My skepticism is whether BB has to precede BTE. Many current
models hold that the BB was not as simple as previously believed. I
think the Compton Observatory is going to teach us a lot of things. BB
may very well be wrong. However, BTE is relatively safe |:-)
From: Sam Wormley on
On 5/7/10 3:47 PM, Michael Helland wrote:

>
> Except you believe the CMB is a remnant of the Big Bang, where I
> believe they are just light at the very end of their range, and
> constantly being created by the horribly faint galaxies at the edge of
> our Hubble Sphere.
>
> Thank you, Sam, for pointing out yet another different prediction of
> my model versus the Big Bang.
>
>
>> Two of the know fundamental forces in nature electromagnetic and
>> gravity have infinite range. There is no evidence to the contrary
>> and copious evidence in support.
>
> There is plenty of evidence to support light has a finite range.
>
> The Hubble limit is a hodge-podge attempt at it.

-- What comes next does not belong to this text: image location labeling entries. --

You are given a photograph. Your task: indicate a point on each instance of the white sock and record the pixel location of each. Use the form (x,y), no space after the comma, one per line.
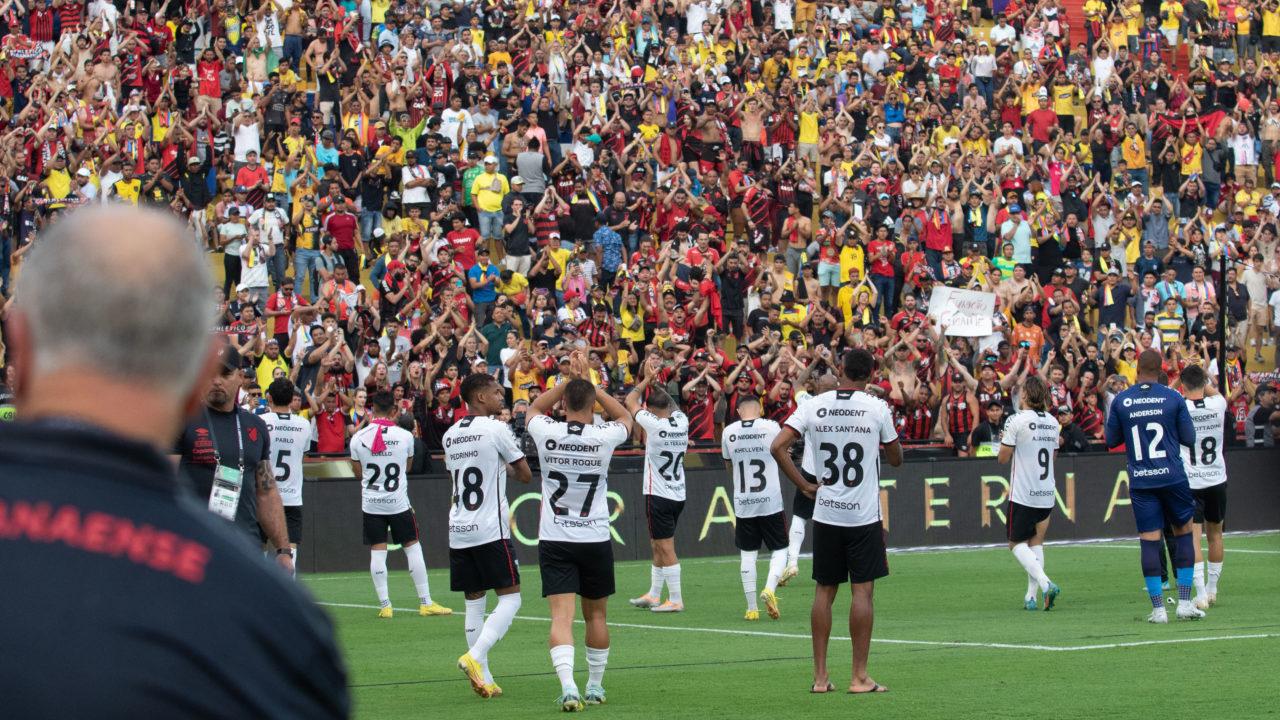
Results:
(796,541)
(471,627)
(378,569)
(777,564)
(1215,572)
(562,659)
(1032,586)
(417,570)
(597,657)
(474,619)
(1027,559)
(496,627)
(656,579)
(672,573)
(748,572)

Lots of people confuse what the CMB represents. As you read this
looks ath this diagram:
http://antwrp.gsfc.nasa.gov/apod/image/0603/CMB_Timeline300.jpg

The CMB is about as perfect a black body spectrum as one could hope
for. It is radiation (shifted by cosmic expansion) for a time about
380,000 after the BB when light decoupled from matter in the expanding
cooling universe.

It does not have the spectra of starlight.

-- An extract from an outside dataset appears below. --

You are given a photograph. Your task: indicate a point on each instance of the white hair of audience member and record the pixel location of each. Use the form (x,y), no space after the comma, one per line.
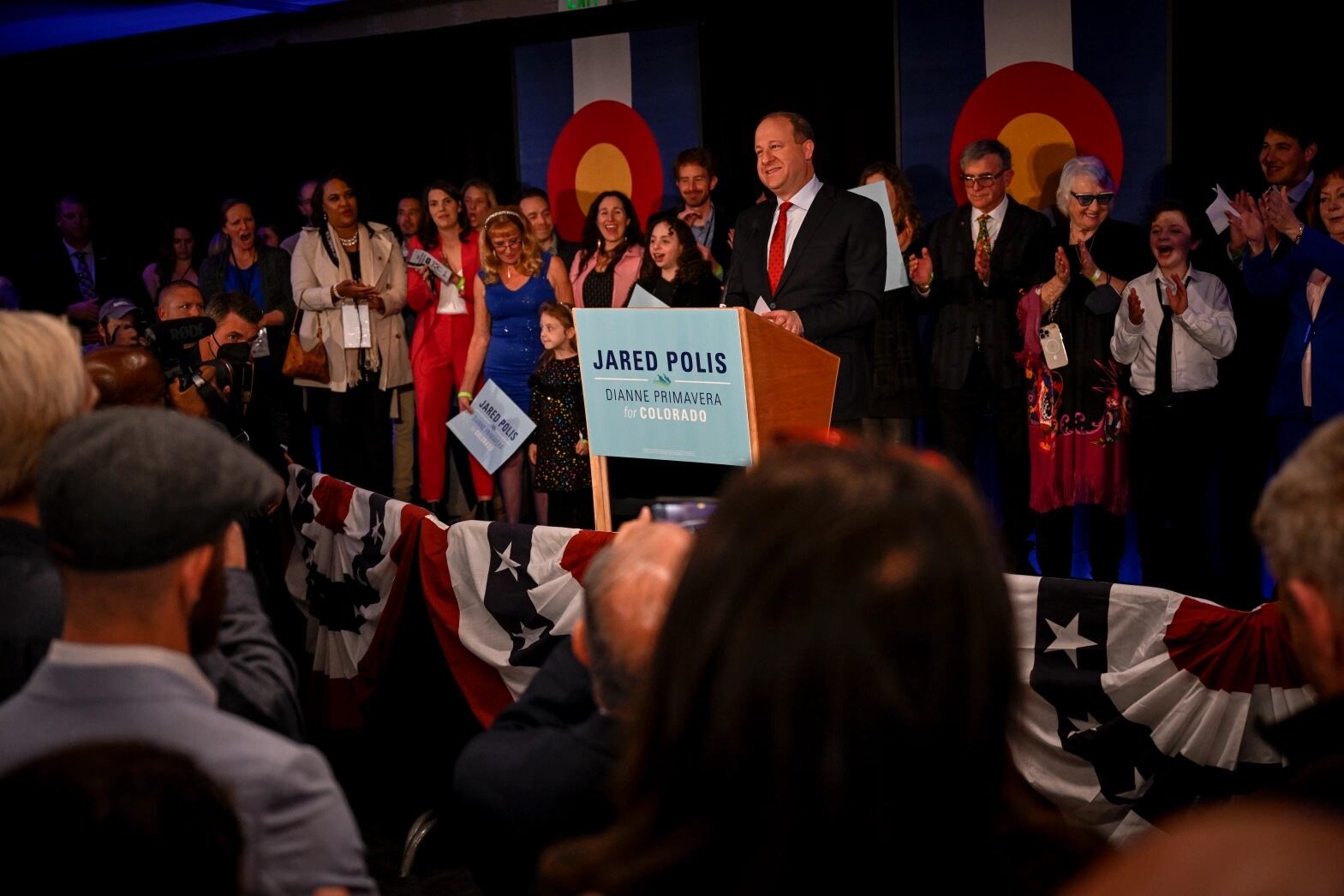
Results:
(1300,519)
(1084,167)
(42,385)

"The FIRAS data are independently recalibrated using the WMAP data
to obtain a CMB temperature of 2.7260 +/- 0.0013. Measurements of
the temperature of the cosmic microwave background are reviewed.
The determination from the measurements from the literature is
cosmic microwave background temperature of 2.72548 +/- 0.00057 K".

No Center
http://www.astro.ucla.edu/~wright/nocenter.html
http://www.astro.ucla.edu/~wright/infpoint.html

Also see Ned Wright's Cosmology Tutorial
http://www.astro.ucla.edu/~wright/cosmolog.htm
http://www.astro.ucla.edu/~wright/cosmology_faq.html
http://www.astro.ucla.edu/~wright/CosmoCalc.html

WMAP: Foundations of the Big Bang theory
http://map.gsfc.nasa.gov/m_uni.html

WMAP: Tests of Big Bang Cosmology
http://map.gsfc.nasa.gov/m_uni/uni_101bbtest.html

From: Sam Wormley on
On 5/9/10 4:55 AM, Michael Helland wrote:
> v = HD
>
> when v = c, there is something going on.
>
> What do you call it?

It's called our cosmological horizon.
http://en.wikipedia.org/wiki/Observable_universe#Cosmological_horizon
From: PD on
On May 7, 3:47 pm, Michael Helland <mobyd...(a)gmail.com> wrote:
> On May 7, 1:39 pm, Sam Wormley <sworml...(a)gmail.com> wrote:
>
> > On 5/7/10 3:34 PM, Michael Helland wrote:
>
> > > There is no range for light.
>
> > > Obviously it seems to travel for about 14 billion years and then stops.
>
> >    No--Use your head. There were plenty of CMB photon out there in the
> >    past. There are plenty now and there will be plenty in the future.
>
> Except you believe the CMB is a remnant of the Big Bang, where I
> believe they are just light at the very end of their range, and
> constantly being created by the horribly faint galaxies at the edge of
> our Hubble Sphere.
>
> Thank you, Sam, for pointing out yet another different prediction of
> my model versus the Big Bang.
>
> >    Two of the know fundamental forces in nature electromagnetic and
> >    gravity have infinite range. There is no evidence to the contrary
> >    and copious evidence in support.
>
> There is plenty of evidence to support light has a finite range.

But is there an experimental test that would distinguish this model
from other prevailing models? Remember, having an "alternative
explanation" for a set of experimental data already consistent with
other models is scientifically useless.

>
> The Hubble limit is a hodge-podge attempt at it.